Chernobyl | Crítica

Minissérie da HBO consegue narrar os eventos do desastre ao mesmo tempo em que pinta retrato de época

Cesar Gaglioni Publicado por Cesar Gaglioni
Chernobyl | Crítica

O desastre de Chernobyl ocorreu há mais de 30 anos, porém, suas consequências continuam a inspirar um misto de terror e fascinação naqueles que passam a conhecer a história mais a fundo.

Pensando em proporcionar esse mergulho para mais pessoas, a HBO produziu a minissérie Chernobyl que, em cinco episódios, dramatiza os fatos que ocorreram na cidade de Pripyat em 1986, ao mesmo tempo em que pinta um retrato interessantíssimo do zeitgeist, o espírito do tempo.

Esse retrato é um dos ponto alto de Chernobyl, que dá à série uma grande verossimilhança mesmo naqueles momentos no qual o roteiro foge um pouco da pura realidade dos fatos. Isso é demonstrado de diversas maneiras, seja de maneira grandiloquente, mostrando as jogadas políticas do Kremlin, seja em algo pequeno, como a arquitetura dos prédios de Pripyat, que refletia diretamente os valores da União Soviética.
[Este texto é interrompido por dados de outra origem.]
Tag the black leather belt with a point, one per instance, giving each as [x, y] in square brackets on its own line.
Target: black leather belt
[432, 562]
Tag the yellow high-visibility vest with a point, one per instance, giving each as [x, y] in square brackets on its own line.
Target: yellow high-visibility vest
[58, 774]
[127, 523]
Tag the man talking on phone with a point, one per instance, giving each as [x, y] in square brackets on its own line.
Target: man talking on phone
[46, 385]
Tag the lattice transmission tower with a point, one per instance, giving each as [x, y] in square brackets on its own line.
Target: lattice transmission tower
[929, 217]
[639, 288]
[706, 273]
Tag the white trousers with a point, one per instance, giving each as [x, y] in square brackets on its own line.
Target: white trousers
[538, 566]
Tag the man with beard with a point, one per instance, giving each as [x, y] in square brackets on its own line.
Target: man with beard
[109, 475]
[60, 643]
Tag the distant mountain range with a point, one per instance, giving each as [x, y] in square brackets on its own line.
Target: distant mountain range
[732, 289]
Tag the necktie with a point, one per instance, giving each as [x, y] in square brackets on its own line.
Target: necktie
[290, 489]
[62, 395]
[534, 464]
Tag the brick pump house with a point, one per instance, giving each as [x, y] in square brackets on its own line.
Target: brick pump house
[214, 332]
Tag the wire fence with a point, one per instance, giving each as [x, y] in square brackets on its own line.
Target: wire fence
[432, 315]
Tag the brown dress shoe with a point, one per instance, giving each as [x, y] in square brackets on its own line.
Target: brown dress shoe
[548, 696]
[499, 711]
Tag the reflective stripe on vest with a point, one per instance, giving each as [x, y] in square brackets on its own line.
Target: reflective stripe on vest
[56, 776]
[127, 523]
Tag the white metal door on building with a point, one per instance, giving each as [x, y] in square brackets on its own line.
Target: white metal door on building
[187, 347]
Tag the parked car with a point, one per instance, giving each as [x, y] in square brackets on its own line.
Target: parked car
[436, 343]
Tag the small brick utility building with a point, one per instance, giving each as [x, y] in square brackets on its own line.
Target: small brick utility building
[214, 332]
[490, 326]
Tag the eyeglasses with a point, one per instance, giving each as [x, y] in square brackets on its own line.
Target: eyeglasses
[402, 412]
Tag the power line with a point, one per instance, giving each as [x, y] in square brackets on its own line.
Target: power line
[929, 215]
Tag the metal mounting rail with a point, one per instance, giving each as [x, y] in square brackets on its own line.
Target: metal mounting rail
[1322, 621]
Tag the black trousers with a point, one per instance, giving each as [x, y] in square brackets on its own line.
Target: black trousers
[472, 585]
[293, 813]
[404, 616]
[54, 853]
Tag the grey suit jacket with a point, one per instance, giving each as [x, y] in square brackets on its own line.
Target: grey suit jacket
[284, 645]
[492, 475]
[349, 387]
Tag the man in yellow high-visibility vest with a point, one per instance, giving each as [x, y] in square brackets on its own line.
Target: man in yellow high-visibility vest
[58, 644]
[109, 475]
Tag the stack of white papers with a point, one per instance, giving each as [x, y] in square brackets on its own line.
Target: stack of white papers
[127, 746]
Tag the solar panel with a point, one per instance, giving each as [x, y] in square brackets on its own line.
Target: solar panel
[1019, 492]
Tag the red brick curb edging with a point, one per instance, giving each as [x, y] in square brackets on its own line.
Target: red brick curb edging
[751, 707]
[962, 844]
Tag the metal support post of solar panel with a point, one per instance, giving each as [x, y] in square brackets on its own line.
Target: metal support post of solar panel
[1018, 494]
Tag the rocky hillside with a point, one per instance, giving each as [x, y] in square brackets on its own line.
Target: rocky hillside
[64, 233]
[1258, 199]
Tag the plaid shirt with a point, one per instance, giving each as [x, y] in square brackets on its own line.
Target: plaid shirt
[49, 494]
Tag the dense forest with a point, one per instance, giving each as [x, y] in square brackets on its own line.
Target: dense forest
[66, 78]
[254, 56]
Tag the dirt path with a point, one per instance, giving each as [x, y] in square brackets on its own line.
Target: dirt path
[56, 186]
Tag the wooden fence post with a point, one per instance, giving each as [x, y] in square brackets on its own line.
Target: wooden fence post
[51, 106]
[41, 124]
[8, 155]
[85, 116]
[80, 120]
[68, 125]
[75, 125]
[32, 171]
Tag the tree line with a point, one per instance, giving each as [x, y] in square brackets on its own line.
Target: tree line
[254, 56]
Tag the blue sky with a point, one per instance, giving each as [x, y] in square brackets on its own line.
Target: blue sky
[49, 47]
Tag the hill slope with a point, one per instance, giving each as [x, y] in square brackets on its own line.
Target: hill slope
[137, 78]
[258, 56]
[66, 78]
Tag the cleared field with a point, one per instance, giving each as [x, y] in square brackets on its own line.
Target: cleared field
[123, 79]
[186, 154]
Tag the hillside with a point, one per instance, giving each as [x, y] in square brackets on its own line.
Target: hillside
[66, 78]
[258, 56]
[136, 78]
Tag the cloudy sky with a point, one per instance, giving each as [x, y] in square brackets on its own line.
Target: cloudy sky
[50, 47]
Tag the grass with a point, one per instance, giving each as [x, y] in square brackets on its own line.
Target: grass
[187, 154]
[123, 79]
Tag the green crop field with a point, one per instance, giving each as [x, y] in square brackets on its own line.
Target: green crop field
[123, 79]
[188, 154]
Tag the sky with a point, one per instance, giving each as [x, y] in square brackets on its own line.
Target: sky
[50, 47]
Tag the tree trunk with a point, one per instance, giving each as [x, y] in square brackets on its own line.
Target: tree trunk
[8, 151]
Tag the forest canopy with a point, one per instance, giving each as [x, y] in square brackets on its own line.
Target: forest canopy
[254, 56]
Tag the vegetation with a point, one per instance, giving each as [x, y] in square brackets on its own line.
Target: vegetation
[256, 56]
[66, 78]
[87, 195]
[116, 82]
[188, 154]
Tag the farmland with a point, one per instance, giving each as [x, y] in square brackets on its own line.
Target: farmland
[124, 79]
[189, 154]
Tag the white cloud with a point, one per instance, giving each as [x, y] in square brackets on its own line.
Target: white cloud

Contada a partir do ponto de vista de núcleos independentes de personagens, Chernobyl consegue mostrar como o desastre afetou diversos grupos sociais distintos. É interessante ver como o núcleo científico-político da série, que tentava investigar as causas da explosão e diminuir ao máximo as consequências, reage de maneira completamente diferente aos médicos que atenderam as vítimas, que, por sua vez, lidam com a situação de maneira diferente em relação aos bombeiros envolvidos no primeiro chamado ao incêndio.

E é aí que o trabalho do roteirista e showrunner Craig Mazin brilha, ao mostrar para o público que não existe uma única história de Chernobyl, e sim milhares delas.

O roteiro com diversas linhas narrativas aliado a um elenco de peso, que inclui nomes como Jared Harris (Fringe), Emily Watson (A Teoria de Tudo) e Stellan Skarsgard (Vingadores), faz de Chernobyl uma produção muito acima da média do que é visto normalmente TV. Harris, que interpreta o físico Valery Legasov, líder das investigações do desastre, rouba a cena, construindo seu personagem de maneira a torná-lo um herói relutante e trágico, que sabe que, apesar de todos os esforços, o estrago já está feito.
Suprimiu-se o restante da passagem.